Years later, after Jack died, he went to the pearly gates of heaven and was told by Saint Peter that he was too mean and too cruel and had led a miserable and worthless life on earth. He was not allowed to enter and was sent to hell. The Devil kept his promise and would not allow him to enter. Now Jack was scared and had nowhere to go but to wander about forever in the darkness between heaven and hell. He asked the devil how he could leave as there was no light.
The devil tossed him an ember from the flames of hell to help him light his way. Jack placed the ember in a hollowed-out turnip, one of his favorite foods, which he always carried around with him whenever he could steal one.
From that day forward, Stingy Jack roamed the earth without a resting place, lighting his way as he went with his “jack-o'-lantern.”
On All Hallows Eve, the Irish hollowed out turnips, rutabagas, gourds, potatoes and beets. They placed a light in them to ward off evil spirits and keep Stingy Jack away. These were the original jack-o'-lanterns. In the 1800s, a couple of waves of Irish immigrants came to America.
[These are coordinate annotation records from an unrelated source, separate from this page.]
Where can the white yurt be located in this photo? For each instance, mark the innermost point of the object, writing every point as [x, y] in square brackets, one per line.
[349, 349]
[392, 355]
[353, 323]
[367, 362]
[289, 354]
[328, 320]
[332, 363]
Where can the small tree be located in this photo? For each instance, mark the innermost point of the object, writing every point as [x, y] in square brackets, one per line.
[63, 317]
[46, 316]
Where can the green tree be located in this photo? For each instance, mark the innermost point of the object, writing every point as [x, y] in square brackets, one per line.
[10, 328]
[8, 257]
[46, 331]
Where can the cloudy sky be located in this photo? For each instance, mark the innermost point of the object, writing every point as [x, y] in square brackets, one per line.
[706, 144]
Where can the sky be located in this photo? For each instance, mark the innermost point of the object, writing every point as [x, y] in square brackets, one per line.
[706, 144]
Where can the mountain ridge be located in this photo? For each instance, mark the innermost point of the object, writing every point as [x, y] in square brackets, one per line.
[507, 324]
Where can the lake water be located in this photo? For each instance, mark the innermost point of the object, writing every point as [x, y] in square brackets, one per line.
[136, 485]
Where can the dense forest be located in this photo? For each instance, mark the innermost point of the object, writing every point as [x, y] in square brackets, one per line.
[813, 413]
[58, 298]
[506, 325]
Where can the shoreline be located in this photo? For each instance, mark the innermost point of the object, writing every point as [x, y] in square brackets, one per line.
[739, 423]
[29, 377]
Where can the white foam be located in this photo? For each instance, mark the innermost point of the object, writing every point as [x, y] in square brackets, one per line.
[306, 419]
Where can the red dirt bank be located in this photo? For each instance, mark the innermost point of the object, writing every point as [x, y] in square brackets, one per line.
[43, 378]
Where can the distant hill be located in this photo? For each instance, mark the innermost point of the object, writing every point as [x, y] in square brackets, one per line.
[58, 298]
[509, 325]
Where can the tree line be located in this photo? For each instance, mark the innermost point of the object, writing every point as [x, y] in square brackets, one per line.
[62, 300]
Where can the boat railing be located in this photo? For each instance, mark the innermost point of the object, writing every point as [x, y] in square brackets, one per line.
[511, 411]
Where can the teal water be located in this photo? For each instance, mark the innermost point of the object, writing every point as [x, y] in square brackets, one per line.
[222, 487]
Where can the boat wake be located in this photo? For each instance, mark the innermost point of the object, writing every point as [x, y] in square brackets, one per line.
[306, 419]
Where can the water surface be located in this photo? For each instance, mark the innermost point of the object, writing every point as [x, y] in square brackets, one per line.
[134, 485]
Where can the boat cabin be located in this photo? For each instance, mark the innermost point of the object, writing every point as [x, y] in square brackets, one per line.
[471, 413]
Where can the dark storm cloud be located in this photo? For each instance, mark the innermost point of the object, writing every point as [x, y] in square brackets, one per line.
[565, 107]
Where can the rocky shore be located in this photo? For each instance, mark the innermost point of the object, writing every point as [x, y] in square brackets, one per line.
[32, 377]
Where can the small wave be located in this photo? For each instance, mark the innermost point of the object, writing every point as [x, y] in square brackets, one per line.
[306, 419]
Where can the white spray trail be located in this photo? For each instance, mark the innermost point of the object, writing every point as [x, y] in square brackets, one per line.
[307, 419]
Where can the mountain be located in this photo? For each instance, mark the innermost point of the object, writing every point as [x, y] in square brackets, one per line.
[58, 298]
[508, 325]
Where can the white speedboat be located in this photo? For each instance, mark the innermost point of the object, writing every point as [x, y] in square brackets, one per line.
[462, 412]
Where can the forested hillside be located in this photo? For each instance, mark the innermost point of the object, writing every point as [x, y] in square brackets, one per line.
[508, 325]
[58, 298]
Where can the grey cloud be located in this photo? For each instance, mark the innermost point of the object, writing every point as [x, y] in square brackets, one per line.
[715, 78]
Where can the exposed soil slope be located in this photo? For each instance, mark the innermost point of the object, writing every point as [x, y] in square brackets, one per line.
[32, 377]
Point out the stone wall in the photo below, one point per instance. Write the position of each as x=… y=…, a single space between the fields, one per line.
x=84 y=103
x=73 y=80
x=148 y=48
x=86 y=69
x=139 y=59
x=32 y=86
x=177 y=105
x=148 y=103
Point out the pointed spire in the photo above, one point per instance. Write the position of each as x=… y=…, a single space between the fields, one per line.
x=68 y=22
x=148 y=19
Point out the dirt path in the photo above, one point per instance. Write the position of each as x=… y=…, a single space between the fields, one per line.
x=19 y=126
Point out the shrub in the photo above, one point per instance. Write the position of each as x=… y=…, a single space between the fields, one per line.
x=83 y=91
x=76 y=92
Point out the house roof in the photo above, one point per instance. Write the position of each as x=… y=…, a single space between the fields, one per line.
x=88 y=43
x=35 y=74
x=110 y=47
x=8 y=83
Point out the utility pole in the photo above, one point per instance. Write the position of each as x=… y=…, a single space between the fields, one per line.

The immigrants quickly discovered that pumpkins were bigger and easier to carve.
So they used pumpkins for jack-o'-lanterns.
Another folk tale says at summer's end or Samhain, the Celtics honored loved ones who had passed away by placing glowing jack-o'-lanterns on their porches.
It was done to welcome ghostly visitors and to protect themselves against evil spirits.
It was believed that the worlds of the living and dead were closest together between sundown Oct. 31 and sundown Nov. 1.